About 1,100 gallons of toxic fire suppressant was spilled Tuesday at the Navy’s Red Hill fuel facility, an incident that state Department of Health officials described as “egregious.”
The aqueous film-forming foam is used to suppress fires caused by flammable liquids such as fuel and contain PFAS, so-called “forever chemicals” that are slow to degrade in the environment. PFAS can lead to a higher risk of kidney and testicular cancer, and increased risk of high blood pressure in pregnant women, among other health problems, according to the Agency for Toxic Substances and Disease Registry.
The Navy said the spill occurred at about 1 p.m. and that federal firefighters responded immediately and contained the release, which occurred at Adit 6, a passageway on the mauka end of the Red Hill facility.
DOH, which has regulatory authority over Red Hill, said it wasn’t notified until two hours later, at around 3 p.m., and that when a DOH official arrived at the scene, the spill had not yet been contained.
Asked why DOH wasn’t immediately notified, Rear Adm. Stephen Barnett, commander of Navy Region Hawaii, said in a media call Tuesday night that the immediate focus was on assessing the situation and making sure workers were safe.
“The first thing we wanted to do was to get up there and assess the site and the extent of the release. That was the first thing that we had to actually do when we got up there,” he said. “We also had to make sure that
we had our folks safely evacuated.”
Barnett said that the DOH official on-site was “happy with where we were heading and what
we were doing.”
“But make no mistake about it, we take these reports of leaks very seriously, and this is a very serious incident and we are going to investigate the incident and we are going to make sure it doesn’t happen again,” he said.
Barnett said that the cause of the leak remains under investigation but that the AFFF appears to have leaked from a pipeline. He said that a now-empty tank connected to the pipeline had contained 1,100 gallons of AFFF.
Barnett said that the leak appears to have begun at around 1 p.m., but he didn’t know when it was contained.
Navy Rear Adm. John Wade, commander of the Joint Task Force-Red Hill, said engineers and contractors from Naval Facilities Engineering Systems Command were doing maintenance on the system Tuesday.
Navy and DOH officials said efforts are underway to recover the AFFF and that no surface water was contaminated.
“This is egregious,” Kathleen Ho, DOH’s deputy director of environmental health, said in the news release. “AFFF contains PFAS forever chemicals — groundwater contamination could be devastating to our aquifer. While details are limited at this time, the Joint Task Force and Navy need to be transparent about how this happened. Regulators will hold the Department of Defense accountable and will press the operator to take any and all appropriate corrective action throughout the defueling and decommissioning
process.”
DOH officials said the Navy uses AFFF C6 at Red Hill and that the foam contains per- and polyfluoroalkyl substances (PFAS).

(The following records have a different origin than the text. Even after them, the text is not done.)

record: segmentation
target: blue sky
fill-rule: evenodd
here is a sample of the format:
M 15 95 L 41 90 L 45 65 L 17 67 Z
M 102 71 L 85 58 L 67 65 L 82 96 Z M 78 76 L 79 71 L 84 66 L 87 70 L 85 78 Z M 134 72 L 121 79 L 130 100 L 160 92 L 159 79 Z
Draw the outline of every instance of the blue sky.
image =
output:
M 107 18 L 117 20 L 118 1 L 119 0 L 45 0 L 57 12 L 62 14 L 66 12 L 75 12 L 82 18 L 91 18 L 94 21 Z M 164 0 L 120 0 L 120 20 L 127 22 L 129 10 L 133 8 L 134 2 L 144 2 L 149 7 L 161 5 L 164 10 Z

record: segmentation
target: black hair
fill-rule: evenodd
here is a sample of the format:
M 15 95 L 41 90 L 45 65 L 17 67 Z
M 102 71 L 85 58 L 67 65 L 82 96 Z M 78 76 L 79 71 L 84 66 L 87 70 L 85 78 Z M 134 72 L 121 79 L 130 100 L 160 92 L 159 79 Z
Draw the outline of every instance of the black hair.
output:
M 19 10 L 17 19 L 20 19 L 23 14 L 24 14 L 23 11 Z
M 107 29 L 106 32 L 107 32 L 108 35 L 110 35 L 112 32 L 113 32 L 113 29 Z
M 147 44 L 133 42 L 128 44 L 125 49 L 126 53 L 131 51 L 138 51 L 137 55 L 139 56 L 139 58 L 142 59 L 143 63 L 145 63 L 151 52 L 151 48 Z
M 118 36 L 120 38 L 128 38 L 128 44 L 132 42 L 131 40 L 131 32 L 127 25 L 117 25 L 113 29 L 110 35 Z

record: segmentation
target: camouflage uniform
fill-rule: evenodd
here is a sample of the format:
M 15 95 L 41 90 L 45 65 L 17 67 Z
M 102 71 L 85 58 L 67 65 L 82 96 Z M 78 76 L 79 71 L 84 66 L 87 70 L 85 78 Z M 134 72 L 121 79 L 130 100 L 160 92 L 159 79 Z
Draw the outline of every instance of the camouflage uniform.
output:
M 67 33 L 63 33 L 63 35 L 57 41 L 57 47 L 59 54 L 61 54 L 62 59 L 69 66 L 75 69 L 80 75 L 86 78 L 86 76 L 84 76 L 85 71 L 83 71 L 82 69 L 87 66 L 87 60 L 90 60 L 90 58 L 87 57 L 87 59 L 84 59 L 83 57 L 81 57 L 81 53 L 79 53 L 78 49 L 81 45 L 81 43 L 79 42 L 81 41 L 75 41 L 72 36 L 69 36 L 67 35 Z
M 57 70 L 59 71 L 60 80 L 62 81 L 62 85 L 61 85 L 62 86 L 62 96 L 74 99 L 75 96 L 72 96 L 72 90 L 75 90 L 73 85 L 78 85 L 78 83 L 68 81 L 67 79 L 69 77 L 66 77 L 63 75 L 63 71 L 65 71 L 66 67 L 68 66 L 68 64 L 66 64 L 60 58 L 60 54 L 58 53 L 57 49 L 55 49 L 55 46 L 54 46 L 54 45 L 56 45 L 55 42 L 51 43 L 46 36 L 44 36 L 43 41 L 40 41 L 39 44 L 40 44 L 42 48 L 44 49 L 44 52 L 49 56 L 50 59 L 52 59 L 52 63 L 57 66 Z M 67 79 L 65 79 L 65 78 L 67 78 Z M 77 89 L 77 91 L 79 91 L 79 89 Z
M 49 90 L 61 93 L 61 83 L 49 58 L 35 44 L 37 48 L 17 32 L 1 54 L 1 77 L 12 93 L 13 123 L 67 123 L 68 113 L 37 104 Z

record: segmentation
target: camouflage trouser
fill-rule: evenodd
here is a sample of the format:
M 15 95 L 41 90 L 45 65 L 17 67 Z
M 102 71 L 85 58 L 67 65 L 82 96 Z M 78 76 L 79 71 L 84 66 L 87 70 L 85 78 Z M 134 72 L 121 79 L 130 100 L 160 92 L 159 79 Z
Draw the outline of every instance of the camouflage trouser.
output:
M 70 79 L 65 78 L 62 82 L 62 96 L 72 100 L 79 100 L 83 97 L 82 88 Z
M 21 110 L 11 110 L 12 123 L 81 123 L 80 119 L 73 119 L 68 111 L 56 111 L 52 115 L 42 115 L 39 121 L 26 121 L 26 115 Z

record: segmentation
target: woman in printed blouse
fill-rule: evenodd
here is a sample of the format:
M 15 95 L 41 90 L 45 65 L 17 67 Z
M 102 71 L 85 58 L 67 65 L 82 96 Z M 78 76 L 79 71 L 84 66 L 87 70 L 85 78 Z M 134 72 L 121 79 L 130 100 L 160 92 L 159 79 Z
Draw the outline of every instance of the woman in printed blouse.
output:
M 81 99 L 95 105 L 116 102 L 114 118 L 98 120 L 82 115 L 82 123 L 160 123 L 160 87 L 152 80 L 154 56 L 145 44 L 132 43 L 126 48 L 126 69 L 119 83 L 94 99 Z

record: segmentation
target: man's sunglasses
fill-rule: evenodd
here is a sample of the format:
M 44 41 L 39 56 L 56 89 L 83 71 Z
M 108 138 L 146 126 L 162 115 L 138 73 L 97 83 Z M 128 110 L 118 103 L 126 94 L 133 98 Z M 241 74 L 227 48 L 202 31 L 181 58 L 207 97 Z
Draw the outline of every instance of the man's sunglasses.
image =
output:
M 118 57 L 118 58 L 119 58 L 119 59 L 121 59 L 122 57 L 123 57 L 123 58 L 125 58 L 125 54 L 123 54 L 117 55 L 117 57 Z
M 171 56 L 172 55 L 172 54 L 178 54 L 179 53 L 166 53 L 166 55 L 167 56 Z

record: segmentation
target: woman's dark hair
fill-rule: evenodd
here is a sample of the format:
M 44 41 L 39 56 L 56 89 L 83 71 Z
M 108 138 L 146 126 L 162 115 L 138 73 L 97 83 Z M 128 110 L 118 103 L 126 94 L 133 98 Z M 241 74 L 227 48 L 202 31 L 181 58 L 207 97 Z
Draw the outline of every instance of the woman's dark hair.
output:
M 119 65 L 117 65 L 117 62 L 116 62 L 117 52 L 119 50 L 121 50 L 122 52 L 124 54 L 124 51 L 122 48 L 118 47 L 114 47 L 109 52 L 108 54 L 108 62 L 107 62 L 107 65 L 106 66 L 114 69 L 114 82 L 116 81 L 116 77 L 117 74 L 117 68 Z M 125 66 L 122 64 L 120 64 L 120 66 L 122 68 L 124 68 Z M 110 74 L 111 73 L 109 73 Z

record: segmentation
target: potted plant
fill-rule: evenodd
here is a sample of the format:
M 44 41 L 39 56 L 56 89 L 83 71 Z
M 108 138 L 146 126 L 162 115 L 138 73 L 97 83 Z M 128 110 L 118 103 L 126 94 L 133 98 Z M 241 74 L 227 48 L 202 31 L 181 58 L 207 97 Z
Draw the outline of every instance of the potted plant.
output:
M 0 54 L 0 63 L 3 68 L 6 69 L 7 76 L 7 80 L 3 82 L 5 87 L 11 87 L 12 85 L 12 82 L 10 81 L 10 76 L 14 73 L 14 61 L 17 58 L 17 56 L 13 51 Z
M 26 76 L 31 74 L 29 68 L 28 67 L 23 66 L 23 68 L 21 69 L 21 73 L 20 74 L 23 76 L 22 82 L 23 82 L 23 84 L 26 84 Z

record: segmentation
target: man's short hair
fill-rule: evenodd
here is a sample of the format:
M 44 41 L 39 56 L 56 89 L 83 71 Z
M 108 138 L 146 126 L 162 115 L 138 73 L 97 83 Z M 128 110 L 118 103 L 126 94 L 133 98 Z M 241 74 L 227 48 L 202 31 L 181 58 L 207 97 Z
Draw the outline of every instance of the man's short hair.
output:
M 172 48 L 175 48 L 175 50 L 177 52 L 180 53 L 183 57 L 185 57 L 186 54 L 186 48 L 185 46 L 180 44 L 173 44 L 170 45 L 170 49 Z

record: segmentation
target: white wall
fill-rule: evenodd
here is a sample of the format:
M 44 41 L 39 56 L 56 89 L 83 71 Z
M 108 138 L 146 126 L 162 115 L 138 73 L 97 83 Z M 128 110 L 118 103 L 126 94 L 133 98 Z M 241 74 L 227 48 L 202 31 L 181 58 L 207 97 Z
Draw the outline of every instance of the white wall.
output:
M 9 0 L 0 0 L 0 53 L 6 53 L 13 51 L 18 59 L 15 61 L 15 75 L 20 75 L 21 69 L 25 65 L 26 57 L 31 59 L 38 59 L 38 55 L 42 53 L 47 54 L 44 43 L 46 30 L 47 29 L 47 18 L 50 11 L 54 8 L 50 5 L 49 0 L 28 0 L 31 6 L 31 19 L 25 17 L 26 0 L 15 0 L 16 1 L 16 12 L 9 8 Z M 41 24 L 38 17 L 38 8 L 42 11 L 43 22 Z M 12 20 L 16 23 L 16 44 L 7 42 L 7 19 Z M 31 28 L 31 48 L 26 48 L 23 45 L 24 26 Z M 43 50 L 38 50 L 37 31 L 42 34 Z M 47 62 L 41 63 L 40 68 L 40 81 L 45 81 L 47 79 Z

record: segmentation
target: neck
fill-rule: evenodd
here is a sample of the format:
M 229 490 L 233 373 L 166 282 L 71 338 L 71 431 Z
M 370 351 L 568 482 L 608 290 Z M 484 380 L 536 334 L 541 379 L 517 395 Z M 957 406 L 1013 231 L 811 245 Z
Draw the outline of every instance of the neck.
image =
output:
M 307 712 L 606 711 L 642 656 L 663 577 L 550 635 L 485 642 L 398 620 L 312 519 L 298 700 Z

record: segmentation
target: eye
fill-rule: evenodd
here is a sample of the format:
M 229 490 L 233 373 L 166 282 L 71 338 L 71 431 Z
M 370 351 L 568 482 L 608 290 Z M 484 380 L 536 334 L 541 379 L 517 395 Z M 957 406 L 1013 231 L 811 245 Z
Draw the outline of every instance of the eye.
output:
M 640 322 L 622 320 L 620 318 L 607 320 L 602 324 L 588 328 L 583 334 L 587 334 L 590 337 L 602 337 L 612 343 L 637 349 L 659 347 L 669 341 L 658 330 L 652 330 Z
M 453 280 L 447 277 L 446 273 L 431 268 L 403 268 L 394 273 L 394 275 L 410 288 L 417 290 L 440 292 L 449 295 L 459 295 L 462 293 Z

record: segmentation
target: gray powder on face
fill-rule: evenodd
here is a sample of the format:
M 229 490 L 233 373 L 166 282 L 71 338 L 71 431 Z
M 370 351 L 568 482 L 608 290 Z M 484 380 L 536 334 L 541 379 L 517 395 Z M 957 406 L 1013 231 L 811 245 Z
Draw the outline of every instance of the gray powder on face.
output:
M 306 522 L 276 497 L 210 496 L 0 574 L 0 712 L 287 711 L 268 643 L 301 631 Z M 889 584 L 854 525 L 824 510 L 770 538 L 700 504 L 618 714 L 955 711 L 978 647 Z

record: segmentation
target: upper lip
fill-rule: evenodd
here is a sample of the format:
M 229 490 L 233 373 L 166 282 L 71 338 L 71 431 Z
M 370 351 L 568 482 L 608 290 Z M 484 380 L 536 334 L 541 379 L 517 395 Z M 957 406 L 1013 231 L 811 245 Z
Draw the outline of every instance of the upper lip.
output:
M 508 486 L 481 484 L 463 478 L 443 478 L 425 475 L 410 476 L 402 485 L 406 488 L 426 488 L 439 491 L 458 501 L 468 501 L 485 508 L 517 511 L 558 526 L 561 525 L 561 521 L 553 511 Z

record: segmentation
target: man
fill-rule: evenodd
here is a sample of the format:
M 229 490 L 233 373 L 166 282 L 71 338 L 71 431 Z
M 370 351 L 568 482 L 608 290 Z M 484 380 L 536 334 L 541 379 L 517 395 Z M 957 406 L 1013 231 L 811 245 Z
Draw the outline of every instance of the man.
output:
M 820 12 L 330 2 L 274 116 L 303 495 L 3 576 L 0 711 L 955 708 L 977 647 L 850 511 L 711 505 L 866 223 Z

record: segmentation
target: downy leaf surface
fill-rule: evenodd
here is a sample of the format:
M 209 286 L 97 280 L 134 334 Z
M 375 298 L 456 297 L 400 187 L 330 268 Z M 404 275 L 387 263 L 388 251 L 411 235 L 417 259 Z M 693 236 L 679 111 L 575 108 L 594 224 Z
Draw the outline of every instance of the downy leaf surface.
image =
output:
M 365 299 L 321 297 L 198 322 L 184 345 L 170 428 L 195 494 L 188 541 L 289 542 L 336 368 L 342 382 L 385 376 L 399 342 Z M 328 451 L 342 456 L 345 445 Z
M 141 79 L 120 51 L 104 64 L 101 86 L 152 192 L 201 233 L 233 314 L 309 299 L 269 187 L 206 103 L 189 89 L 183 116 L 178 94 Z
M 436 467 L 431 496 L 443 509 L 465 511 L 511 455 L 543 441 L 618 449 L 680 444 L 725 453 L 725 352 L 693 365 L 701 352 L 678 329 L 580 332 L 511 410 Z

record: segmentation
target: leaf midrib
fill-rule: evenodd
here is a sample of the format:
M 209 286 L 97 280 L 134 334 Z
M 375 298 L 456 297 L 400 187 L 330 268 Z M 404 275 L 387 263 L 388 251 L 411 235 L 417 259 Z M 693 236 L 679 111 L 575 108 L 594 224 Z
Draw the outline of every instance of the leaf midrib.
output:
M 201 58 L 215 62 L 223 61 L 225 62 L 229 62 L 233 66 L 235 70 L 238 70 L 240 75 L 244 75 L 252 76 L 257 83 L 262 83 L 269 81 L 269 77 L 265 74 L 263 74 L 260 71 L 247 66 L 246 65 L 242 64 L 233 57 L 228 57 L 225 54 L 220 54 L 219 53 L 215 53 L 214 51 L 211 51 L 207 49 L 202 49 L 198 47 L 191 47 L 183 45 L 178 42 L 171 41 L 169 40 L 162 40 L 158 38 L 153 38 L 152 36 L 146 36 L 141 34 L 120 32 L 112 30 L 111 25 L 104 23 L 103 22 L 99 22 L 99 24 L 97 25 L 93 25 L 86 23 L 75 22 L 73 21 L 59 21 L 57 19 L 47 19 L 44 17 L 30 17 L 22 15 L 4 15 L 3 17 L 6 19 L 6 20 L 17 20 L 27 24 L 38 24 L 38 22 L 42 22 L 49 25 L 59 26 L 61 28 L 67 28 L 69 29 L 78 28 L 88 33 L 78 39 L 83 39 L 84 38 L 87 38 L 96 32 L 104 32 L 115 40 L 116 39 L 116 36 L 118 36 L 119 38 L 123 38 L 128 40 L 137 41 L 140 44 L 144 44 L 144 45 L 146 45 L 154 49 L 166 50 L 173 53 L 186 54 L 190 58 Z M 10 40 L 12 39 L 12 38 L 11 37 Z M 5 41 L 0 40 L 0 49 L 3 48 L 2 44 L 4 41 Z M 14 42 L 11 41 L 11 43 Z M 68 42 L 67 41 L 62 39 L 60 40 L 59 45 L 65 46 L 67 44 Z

Hawaii Sierra Club Director Wayne Tanaka said the spill at the Navy’s facility raises serious concerns that the chemicals could migrate into the groundwater, in addition to the soil, posing an environmental and health hazard for generations to come.
“The fact that they have chosen to use AFFF containing PFAS just 100 feet above our drinking water aquifer is insane,” said Tanaka.
The release is the latest environmental blunder by the Navy, which was ordered to shut down Red Hill after a fuel release from the facility in 2021 contaminated the aquifer and the Navy’s drinking water system, which serves about 93,000 people, primarily military families around Joint Base Pearl Harbor-Hickam.
The Navy said its initial assessment is that the AFFF spill is unlikely to affect the drinking water or aquifer, based on the size of the release and its distance from an active water well. The Navy said the nearest well is the Red Hill shaft, which is about a mile away and has been shut down since it was contaminated by 2021’s fuel spill.
The Navy said the AFFF spill is not related to the defueling effort, which is part of the permanent shutdown of the facility. In early November the military finished draining about 1 million gallons of fuel from three pipelines that connect the underground tanks to Pearl Harbor. The major defueling of the facility is not expected to begin until early 2024, when the Navy plans to drain 104 million gallons from 14 tanks.
The lengthy timeline is based in large part on extensive repairs that need to be completed on the Red Hill pipeline system. An independent assessment of the facility released in May found that major repairs were needed in order for the tanks to be drained safely and to prevent a catastrophic release that could further pollute the groundwater, cause a major fire or potentially injure or kill workers.